So the rolling green hills sweeping down from Newgrange to the river below, would have been so different 5,000 years ago! Instead the south bank, with its back to the sun, a wash with streams and marshy bogs, it would have been dense with forestry of Hazel and Ash.


 

The frame of the long Newgrange currach.

 

Two rivers joined in the basin, the Boyne and the Lougher, directly below Newgrange. And this is where I found sea-shells when I first moved into the area, exposed by the river waters over 5 feet down in the steep bank on bits of black stick, they were the size of your finger nail, and there were lines of packed shells in the bank of the river itself. What also surprised me was the amount of sea birds and migrant birds that winter here and the ability of the seal to hunt the salmon so far above the present tide line.
It is here where the hazel Currach's ancestors of the local Currach delivered the quartz from Wicklow and the flint from Armagh. Great reed rafts carried by the tides, finally rested here with great rocks of gray wacky stones delivered from Clogherhead only to be pulled on rollers to the giant tombs above.
The closest I got to it was making a Boyne Currach from the valley hazel, which is scarce now but no doubt, the rough escarpment of the south side opposite Brú na Bóinne was a forest of such woods. Fleshing and curing the hides, I sowed them on and this opened my thoughts and me to the real valley. Even the ground looks like those of the flats of Wexford and other old seashores.
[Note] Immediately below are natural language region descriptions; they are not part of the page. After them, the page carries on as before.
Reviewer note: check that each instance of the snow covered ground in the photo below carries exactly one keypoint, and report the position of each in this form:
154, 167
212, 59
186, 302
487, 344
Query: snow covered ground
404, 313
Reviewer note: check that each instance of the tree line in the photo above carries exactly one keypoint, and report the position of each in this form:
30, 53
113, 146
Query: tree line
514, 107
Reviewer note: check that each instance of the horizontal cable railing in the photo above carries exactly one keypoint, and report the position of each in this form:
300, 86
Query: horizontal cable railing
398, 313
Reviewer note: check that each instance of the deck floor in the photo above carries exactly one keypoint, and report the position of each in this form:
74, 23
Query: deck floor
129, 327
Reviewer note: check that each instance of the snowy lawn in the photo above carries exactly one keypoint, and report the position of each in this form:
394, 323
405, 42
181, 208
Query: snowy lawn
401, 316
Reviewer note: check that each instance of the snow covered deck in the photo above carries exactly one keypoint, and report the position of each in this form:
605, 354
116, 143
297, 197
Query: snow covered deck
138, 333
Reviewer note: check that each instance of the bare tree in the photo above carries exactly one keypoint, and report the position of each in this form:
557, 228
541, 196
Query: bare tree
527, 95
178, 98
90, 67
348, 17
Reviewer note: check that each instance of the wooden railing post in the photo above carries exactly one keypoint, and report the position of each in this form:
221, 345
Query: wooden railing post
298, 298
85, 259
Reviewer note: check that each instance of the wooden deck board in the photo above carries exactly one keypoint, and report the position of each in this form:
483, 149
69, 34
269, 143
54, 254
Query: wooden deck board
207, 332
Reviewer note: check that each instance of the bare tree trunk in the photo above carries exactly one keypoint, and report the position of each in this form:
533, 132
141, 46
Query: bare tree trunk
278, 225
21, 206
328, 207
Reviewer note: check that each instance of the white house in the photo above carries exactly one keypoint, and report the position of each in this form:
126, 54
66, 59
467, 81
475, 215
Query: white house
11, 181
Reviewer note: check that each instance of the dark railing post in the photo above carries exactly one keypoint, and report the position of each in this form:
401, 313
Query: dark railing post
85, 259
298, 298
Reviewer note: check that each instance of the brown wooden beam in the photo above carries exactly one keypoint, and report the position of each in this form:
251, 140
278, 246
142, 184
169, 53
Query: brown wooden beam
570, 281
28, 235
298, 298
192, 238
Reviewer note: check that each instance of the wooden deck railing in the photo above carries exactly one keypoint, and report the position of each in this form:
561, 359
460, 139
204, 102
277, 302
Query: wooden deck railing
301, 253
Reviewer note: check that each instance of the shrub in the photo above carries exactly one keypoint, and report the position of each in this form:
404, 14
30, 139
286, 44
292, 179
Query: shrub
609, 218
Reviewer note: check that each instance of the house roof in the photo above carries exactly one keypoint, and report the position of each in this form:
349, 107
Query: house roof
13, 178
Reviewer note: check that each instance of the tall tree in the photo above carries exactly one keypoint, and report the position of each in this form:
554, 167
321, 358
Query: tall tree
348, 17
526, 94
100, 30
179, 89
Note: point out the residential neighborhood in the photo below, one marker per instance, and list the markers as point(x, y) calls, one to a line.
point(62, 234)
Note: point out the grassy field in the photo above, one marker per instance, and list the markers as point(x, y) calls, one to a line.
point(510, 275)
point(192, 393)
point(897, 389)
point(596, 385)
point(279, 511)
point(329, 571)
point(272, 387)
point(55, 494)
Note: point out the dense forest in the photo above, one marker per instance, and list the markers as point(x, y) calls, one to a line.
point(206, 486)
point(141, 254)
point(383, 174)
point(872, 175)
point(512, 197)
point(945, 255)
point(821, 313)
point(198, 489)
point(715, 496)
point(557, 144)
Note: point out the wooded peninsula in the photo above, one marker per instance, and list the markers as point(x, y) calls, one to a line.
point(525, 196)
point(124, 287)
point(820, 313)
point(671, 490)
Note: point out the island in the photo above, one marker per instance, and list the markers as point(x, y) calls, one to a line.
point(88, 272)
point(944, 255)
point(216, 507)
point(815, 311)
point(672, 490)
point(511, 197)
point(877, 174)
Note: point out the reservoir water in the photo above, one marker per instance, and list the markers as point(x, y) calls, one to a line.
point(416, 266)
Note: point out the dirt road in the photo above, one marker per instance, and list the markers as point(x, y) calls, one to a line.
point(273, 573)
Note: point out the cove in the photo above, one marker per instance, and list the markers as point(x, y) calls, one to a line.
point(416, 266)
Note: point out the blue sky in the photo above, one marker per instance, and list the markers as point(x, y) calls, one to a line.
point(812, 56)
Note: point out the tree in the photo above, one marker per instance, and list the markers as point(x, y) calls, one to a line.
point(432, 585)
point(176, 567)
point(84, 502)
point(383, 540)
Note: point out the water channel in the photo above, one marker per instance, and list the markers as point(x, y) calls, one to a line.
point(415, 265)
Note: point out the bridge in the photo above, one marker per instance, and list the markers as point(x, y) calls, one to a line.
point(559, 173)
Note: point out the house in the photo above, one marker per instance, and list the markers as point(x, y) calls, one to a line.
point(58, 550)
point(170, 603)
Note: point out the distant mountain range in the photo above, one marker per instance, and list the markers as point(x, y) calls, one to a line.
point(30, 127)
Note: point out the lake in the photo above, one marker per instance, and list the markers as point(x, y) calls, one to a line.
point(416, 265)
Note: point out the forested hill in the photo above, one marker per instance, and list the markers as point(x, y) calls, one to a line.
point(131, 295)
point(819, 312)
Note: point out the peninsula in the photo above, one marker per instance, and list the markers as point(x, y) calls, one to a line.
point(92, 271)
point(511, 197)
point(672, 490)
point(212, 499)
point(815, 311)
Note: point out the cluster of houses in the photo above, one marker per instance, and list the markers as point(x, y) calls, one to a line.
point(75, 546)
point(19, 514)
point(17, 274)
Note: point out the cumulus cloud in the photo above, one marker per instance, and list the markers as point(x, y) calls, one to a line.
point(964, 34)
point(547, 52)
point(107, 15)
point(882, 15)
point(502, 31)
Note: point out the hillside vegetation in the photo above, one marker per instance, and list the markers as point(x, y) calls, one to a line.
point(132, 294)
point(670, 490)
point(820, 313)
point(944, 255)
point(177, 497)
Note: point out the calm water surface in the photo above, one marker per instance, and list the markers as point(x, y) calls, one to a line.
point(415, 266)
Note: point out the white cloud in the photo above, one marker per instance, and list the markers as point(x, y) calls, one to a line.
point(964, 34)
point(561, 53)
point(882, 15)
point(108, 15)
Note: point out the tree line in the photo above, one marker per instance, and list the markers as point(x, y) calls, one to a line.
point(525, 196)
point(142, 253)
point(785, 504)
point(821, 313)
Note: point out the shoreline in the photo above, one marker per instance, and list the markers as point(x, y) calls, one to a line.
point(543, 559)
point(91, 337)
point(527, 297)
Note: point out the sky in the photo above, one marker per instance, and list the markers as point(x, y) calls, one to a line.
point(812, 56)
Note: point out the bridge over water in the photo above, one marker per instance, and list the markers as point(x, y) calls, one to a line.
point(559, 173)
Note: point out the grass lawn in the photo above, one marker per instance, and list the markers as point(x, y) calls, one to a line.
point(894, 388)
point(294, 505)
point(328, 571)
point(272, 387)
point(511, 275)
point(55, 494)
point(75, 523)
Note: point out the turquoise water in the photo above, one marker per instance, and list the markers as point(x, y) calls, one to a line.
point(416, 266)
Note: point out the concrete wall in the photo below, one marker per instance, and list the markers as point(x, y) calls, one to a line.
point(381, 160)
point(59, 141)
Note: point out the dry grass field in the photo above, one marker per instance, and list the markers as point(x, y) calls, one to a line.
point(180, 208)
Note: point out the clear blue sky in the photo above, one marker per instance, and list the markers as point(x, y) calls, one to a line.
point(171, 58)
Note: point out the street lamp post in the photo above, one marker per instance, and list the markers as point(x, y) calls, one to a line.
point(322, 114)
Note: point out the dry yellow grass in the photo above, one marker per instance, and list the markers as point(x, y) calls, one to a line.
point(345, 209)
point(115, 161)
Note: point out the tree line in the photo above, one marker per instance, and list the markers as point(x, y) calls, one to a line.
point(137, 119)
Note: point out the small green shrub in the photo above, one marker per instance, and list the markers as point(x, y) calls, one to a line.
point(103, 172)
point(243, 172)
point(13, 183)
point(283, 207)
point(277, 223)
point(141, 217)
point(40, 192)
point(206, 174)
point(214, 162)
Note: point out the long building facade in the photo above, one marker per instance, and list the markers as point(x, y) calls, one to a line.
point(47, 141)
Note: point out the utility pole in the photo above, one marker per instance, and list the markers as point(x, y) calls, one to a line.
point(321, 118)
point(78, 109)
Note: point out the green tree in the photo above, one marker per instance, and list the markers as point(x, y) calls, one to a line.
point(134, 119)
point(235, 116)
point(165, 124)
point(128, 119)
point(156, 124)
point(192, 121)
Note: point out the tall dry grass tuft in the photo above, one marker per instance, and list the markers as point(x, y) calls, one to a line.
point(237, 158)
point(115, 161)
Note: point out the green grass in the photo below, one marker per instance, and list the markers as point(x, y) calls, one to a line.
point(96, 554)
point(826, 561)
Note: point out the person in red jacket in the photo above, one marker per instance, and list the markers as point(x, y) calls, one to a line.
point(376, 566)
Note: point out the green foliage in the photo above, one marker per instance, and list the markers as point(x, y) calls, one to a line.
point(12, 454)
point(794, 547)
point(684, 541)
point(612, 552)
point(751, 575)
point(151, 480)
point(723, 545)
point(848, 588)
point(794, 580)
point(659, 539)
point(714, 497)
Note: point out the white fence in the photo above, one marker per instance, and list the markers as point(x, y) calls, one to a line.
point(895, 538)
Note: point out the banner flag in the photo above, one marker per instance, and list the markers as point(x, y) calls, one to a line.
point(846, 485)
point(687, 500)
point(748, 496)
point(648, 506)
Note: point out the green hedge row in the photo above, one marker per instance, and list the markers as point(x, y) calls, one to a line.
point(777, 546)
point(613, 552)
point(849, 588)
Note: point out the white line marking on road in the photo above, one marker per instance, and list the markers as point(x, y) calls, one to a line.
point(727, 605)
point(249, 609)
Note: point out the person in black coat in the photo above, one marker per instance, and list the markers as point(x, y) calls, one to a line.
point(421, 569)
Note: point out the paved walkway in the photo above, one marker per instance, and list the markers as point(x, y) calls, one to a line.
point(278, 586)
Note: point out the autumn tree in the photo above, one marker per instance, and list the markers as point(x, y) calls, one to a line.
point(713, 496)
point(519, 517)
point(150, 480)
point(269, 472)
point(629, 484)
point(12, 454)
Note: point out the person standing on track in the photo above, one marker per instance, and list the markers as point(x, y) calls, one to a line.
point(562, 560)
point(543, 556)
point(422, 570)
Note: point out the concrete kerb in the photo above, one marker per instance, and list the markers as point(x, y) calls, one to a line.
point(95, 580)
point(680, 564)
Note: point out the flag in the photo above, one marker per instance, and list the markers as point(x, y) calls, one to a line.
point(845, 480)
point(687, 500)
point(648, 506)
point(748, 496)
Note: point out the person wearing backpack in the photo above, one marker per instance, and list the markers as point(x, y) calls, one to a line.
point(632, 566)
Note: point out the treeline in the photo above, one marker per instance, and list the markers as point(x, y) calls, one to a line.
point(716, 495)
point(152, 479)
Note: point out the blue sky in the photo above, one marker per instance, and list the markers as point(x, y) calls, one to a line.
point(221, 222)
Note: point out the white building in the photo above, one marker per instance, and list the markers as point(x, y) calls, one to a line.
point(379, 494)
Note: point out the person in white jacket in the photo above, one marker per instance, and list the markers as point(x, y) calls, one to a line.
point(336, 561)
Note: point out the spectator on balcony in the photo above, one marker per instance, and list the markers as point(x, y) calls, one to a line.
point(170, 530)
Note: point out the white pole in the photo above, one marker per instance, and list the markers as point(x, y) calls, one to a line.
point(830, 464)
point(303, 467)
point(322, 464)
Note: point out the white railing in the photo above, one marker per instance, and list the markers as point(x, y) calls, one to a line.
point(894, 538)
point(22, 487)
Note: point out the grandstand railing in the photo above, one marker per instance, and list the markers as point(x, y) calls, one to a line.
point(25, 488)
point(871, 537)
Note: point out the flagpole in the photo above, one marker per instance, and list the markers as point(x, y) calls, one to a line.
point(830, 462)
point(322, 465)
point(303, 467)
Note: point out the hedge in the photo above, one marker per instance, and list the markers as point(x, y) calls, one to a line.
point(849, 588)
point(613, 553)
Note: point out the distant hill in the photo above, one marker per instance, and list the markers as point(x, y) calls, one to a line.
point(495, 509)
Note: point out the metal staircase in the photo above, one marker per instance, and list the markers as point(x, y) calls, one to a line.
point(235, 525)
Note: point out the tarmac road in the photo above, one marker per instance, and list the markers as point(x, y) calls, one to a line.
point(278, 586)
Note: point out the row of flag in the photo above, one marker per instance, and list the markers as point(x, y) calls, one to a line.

Now with 25 Boyne Currachs back on the River Boyne it is time to take the 'Imrámh' further. Using the exact same technique as the Boyne Currach, sticking the rods into the ground and weaving from the inside out and upside down, this Currach, the 'Newgrange' or 'Brú', must take nine men, eight on oars and one on rudder; just like the earliest written voyagers, Imrámh Bran! I walked out 23 foot, 4 foot apart for seats. When I spoke to Séamas Mac Philip, from the National Museum, about my project, he sent me a drawing of the largest Currach in Ireland, the Achil 8-man Currach, the same size as I had estimated!

Click here to see the stages of building the frame of the Newgrange Currach

For the past four years I presented my progress to the public at the Newgrange visitor centre during Heritage week. This year I bent long ash bows to form a gunnel, which stops the Cow skins breaking the Currach when shrinking. Now with the six cow skins prepared, I spend the next 2 months sewing them together and tonging it them on to the hazel basket. Eight 14-foot oars must be carved out of native timber, and four seats of súgán willow rope woven. With our crew from the Boyne Currach Club ready and willing, the first journey will be 80 km, from here to Wicklow to collect the quartz, and to return to Brú na Bóinne with it, as was done 5,000 years ago!